Indeed, I couldn’t agree more. The Bible folks solved this hundreds of years ago: use a consistent set of numbered segments for all editions, based on the semantic divisions in the text. There’s no reason we can’t do the same.

I am currently working on some introductions for the nikayas, and in them I note:

You may encounter various other referencing systems. In academic works, texts are often referenced by volume and page of the Pali Text Society (PTS) edition of the original Pali. This is a regrettable and clumsy convention, since it binds references to a specific paper edition. I hope it is swiftly abandoned in favor of proper semantic references. However, the PTS volume/page numbers are displayed on SuttaCentral in case you need to look up a legacy reference.

And elsewhere:

One innovation that was not pursued consistently was the introduction of chapter and section numbers. These were added to the PTS Pali editions of the Dīgha Nikāya and the Vinaya, and are used in subsequent translations.

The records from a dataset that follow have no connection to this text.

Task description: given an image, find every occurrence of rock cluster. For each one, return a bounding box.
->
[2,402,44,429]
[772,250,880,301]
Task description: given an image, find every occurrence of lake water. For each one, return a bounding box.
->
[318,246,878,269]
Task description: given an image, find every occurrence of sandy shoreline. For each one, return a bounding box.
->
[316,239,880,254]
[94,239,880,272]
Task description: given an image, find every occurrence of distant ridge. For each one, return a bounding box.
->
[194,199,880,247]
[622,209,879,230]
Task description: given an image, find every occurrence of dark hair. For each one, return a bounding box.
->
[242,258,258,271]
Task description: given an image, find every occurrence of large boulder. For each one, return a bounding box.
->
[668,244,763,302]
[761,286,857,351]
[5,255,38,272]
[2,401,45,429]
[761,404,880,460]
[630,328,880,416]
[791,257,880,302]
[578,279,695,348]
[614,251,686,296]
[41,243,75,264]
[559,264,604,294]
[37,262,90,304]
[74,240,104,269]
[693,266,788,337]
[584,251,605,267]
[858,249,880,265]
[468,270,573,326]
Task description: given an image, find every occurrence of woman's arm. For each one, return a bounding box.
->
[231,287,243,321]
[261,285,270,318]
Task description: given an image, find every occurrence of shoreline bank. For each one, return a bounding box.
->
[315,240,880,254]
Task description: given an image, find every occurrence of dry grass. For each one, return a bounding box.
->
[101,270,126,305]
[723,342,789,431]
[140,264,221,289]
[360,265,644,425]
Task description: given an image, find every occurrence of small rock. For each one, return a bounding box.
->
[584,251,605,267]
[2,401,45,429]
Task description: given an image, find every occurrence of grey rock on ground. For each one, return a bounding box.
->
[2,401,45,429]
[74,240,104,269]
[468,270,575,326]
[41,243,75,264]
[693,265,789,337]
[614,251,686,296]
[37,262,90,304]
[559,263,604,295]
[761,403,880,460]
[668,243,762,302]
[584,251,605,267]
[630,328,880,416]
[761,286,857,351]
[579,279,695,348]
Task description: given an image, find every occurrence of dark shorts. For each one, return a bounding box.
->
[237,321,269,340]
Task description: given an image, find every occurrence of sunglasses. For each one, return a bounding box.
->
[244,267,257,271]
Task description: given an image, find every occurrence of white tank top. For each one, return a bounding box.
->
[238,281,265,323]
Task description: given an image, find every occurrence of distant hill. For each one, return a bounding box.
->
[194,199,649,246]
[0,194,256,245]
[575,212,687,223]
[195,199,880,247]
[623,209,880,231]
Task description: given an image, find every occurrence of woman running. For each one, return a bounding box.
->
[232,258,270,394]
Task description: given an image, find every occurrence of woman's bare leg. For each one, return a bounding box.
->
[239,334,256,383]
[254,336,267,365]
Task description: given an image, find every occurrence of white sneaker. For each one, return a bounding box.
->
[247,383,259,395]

However most of the PTS editions lack such sections, with the unfortunate consequence that academic referencing of Pali texts is still based on the volume and page of the PTS edition, a system that is neither practical nor precise.

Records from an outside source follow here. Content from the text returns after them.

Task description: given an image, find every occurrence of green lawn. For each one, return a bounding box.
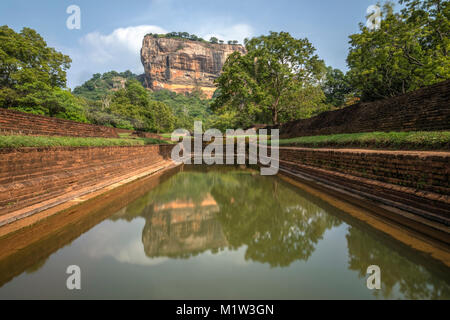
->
[160,133,173,139]
[0,135,171,148]
[273,131,450,150]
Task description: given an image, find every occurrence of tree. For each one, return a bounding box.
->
[321,67,354,107]
[212,31,326,125]
[0,26,73,115]
[109,79,175,133]
[110,79,153,131]
[347,1,449,101]
[73,70,139,100]
[150,101,175,133]
[209,37,219,44]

Robbie · October 30, 2018, 11:40pm

The Dictionary of Pali Proper Names, Concise Pali English Dictionary and the PTS Pali English Dictionary on SuttaCentral use the PTS reference system. This makes it hard to find the suttaplexes they refer to. Do you think it would be a worthwile undertaking to change them into SuttaCentral style references? If so, I’d love to volunteer.

sujato · October 31, 2018, 7:50am

Thanks, that would be awesome. We have a long-term project to improve and enhance our reference handling by incorporating referencing between multiple editions.

Essentially we will end up with arrays that will match the reference from any one edition to any other. When this is done we can supply links for the various dictionaries on the fly; the references in them can stay as they are, but we can give links to the SC references. Or if we like, we can add double references or change the originals.

The process is briefly outlined here:

If you look at the bottom, there are 4 steps. In fact the first one has been done (mostly) already. If you’re interested to undertake this, I’ll be happy to work with you on it.

sujato · October 31, 2018, 7:55am

Thanks, that would be awesome. We have a long-term project to improve and enhance our reference handling by incorporating referencing between multiple editions.

Essentially we will end up with arrays that will match the reference from any one edition to any other. When this is done we can supply links for the various dictionaries on the fly; the references in them can stay as they are, but we can give links to the SC references. Or if we like, we can add double references or change the originals.

The process is briefly outlined here:

If you look at the bottom, there are 4 steps. In fact the first one has been done (mostly) already. If you’re interested to undertake this, I’ll be happy to work with you on it.

Robbie · October 31, 2018, 6:56pm

I’d feel honored to work on this issue.

I’ll mention right away that I don’t have experience with programming. I hope that is not a problem.

I just made a GitHub account: rpdejonge · GitHub in case that’s needed.

sujato · October 31, 2018, 10:35pm

Okay, well, that sounds promising. Let’s work together and see how it goes. If it turns out to be too much, well at least we tried!

May I ask, where are you based? We should try to talk via hangouts/skype etc. if we can. For the next few weeks I’m travelling in Asia, then I’ll be in Sydney.

Robbie · November 1, 2018, 11:41am

I’m based in Rotterdam, the Netherlands, so CET UTC+1.

Time and Date has a useful scheduling tool: after inputting two cities the Meeting Planner link below gives overlapping working hours.

Skype works for me. My Skype username is robbie_op_skype.

sujato · November 2, 2018, 10:29am

Okay thanks Robbie. I’ll be busy this next few days, but after that I should have some free time. I’ll try to contact you then.